Pendahuluan
Dalam bukti perkembangan ilmu pengetahuan, bagai sendok yang selalu bergandengan dengan garpu, konon filsafat juga selalu mempunyai andil dalam memberikan pondasi-pondasi teori pengetahuan, sehingga dikatakan filsafat menjadi topangan suatu pengetahuan tersebut untuk berpijak. Seperti contoh tentang pemahaman tentang diri manusia yang berderivasi ke dalam ilmu-ilmu yang bersifat psikis dan realitas alam sekitar yang terderivasi ke dalam ilmu-ilmu yang bersifat scientist. Kesemuanya mulanya lahir dari teori-teori filsafat. Begitu banyaknya pengaruh filsafat, sampai-sampai segala macam ilmu dapat dipahami dan diurai melalui pembahasan filsafat.
Pengaruh filsafat yang kian jelas dalam ilmu pengetahuan ini tentunya tidak akan akan terjadi jika perkembangan filsafat untuk meluas ke seluruh dunia terhambat atau bahkan tidak berkembang sama sekali.
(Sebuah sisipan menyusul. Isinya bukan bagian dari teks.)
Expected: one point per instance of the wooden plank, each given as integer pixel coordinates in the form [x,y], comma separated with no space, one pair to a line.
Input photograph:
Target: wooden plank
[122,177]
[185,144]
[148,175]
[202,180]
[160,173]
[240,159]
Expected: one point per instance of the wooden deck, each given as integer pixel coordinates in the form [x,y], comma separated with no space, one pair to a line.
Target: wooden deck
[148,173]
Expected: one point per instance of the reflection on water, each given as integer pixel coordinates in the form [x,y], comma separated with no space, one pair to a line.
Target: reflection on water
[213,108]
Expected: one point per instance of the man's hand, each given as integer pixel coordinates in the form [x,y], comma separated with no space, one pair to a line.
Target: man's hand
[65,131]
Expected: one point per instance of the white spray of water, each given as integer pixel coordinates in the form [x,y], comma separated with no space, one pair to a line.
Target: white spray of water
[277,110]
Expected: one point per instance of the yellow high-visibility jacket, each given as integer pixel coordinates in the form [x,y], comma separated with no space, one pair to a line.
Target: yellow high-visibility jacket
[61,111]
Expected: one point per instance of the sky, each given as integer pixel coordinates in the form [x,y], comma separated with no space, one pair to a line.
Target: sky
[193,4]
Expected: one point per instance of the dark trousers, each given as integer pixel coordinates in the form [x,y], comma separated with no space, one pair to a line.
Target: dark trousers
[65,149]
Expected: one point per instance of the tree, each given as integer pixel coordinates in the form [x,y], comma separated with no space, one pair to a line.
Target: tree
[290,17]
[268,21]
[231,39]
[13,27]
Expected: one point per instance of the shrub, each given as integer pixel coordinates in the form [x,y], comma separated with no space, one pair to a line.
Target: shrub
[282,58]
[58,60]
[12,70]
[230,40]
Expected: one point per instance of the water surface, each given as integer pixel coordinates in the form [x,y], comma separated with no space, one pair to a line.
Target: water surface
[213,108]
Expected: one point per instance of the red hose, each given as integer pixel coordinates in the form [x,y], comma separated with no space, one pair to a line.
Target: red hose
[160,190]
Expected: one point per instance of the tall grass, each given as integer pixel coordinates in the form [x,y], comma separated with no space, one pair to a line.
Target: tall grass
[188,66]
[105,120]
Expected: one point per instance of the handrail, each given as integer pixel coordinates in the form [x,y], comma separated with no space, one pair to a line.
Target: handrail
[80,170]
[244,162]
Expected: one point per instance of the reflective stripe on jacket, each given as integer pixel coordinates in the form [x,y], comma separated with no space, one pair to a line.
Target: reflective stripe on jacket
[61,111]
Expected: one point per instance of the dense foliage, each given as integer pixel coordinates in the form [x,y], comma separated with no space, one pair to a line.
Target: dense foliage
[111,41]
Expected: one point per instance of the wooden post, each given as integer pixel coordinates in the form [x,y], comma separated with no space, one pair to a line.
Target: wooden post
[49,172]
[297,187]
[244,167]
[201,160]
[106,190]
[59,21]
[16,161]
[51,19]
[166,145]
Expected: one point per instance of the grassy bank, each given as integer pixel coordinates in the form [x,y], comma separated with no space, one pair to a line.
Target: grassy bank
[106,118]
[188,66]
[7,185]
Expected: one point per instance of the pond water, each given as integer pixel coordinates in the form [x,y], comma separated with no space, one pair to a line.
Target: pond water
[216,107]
Filsafat yang pada awalnya lahir di dalam atmosfer kehidupan masyarakat Yunani yang dikembangkan oleh filosof Yunani kuno seperti Socrates, Plato dan muridnya Aristoteles menjadi momok yang sangat jelas bagi masyarakat di sekitarnya seperti kaum sofis dan lainnya dan pada akhirnya ajaran filsafat menang dan berkembang pesat di Yunani.